Like Stan, I've had some very good luck with Super Clean. There is quite a bit of information from those of us using this product for removing decals up to full-strip-to-the-plastic type jobs. See here: 

http://www.mylargescale.com/Communi...rumid/23/postid/47917/view/topic/Default.aspx 

Best, 
TJ


----------



## Dan Pierce (Jan 2, 2008)

Sand blasting will work plus it gets rid of all the shiny surfaces that paint does not adhere to.


----------



## Guest (Nov 8, 2008)

I will take them off your hands Vic!!!!
Toad


----------



## Spule 4 (Jan 2, 2008)

Ah, I had watched those on eBay, but gave up, fearing the paint being thick. 

Simple Green seems to work on many plastics. 

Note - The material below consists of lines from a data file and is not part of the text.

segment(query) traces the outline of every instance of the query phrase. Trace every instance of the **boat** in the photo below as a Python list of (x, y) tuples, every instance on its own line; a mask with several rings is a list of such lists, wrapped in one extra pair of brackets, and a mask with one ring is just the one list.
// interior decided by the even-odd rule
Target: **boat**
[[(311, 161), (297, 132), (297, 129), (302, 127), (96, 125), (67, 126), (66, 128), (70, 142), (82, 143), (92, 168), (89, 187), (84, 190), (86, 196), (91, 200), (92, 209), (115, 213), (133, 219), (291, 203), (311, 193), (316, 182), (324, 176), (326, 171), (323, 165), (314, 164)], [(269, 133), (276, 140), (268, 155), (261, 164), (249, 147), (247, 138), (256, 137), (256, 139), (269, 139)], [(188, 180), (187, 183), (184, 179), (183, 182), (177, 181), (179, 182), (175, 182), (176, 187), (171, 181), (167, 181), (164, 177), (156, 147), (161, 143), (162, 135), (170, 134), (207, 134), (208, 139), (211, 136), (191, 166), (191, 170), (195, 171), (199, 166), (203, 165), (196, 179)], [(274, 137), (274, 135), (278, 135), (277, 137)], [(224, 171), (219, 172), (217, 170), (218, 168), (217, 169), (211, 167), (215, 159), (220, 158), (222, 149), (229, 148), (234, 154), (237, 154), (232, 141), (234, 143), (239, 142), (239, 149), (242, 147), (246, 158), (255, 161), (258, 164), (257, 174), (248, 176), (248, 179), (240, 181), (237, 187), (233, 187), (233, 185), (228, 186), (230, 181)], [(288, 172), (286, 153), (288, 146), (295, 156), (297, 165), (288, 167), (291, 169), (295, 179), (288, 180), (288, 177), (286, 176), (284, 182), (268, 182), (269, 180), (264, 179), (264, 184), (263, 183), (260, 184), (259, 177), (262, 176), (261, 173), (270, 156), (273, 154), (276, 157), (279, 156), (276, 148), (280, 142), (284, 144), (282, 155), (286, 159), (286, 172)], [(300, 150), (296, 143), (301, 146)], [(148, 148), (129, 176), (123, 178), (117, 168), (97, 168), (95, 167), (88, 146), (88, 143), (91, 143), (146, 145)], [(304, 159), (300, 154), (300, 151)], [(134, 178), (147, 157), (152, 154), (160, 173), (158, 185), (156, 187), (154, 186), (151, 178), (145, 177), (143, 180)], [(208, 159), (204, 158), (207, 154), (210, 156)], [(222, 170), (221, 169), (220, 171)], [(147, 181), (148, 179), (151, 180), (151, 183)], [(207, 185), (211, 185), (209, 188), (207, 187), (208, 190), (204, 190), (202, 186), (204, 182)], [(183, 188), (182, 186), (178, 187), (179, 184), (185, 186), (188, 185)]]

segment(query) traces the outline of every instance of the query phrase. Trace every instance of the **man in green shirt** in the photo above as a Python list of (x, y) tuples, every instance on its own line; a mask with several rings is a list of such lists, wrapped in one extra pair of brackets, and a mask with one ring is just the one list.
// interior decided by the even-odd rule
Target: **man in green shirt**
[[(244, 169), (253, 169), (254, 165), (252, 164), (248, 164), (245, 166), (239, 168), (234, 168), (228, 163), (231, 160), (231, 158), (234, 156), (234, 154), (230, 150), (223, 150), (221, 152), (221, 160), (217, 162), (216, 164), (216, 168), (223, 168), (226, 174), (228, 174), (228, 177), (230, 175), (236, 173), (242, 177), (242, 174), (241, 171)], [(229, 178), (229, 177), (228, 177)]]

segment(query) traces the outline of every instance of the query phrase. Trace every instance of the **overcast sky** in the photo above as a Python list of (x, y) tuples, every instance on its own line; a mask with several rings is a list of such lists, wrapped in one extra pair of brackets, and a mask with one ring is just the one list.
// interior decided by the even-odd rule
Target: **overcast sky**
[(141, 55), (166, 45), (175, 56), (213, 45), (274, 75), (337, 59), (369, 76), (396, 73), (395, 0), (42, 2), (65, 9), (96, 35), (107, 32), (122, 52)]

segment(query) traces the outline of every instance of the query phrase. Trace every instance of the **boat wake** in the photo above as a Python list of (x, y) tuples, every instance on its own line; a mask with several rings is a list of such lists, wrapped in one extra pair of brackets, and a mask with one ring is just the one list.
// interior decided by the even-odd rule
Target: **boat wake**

BASF resins Luran S and Ultraform (the two plastics used by LGB, Luran was the older one with the nicer smell) are automotive plastics, so they are a bit more durable, but solvents can still do a number to them.


----------



## Guest (Nov 8, 2008)

Remember you screw it up I get them........








Toad


----------



## vsmith (Jan 2, 2008)

Thanks guys, I think I'll try the denatured alcohol to start, I'll need some to clean my never-used airbrush that I want to start experimenting with, so I can double duty what I buy.


If that doesnt work, I'll try the Superclean or the Scalecoat, I want to avoid the brake fluid as that stuff is a headache to clean up and dispose of properly. 


Toad, nice try


----------



## cudak888 (Mar 22, 2008)

I've used 90% isopropyl rubbing alcohol before on stock paintjobs (notably, an N-scale Life-Like F40PH). Peeled the paint off as if it were a skin, and never harmed the plastic. Don't know how well it would respond to cheap spray paint though - probably faster then the stock paint I was fiddling with. 

-Kurt


----------



## Guest (Nov 9, 2008)

Posted By vsmith on 11/09/2008 8:13 AM 

Toad, nice try











Oh I am tryn









Toad


----------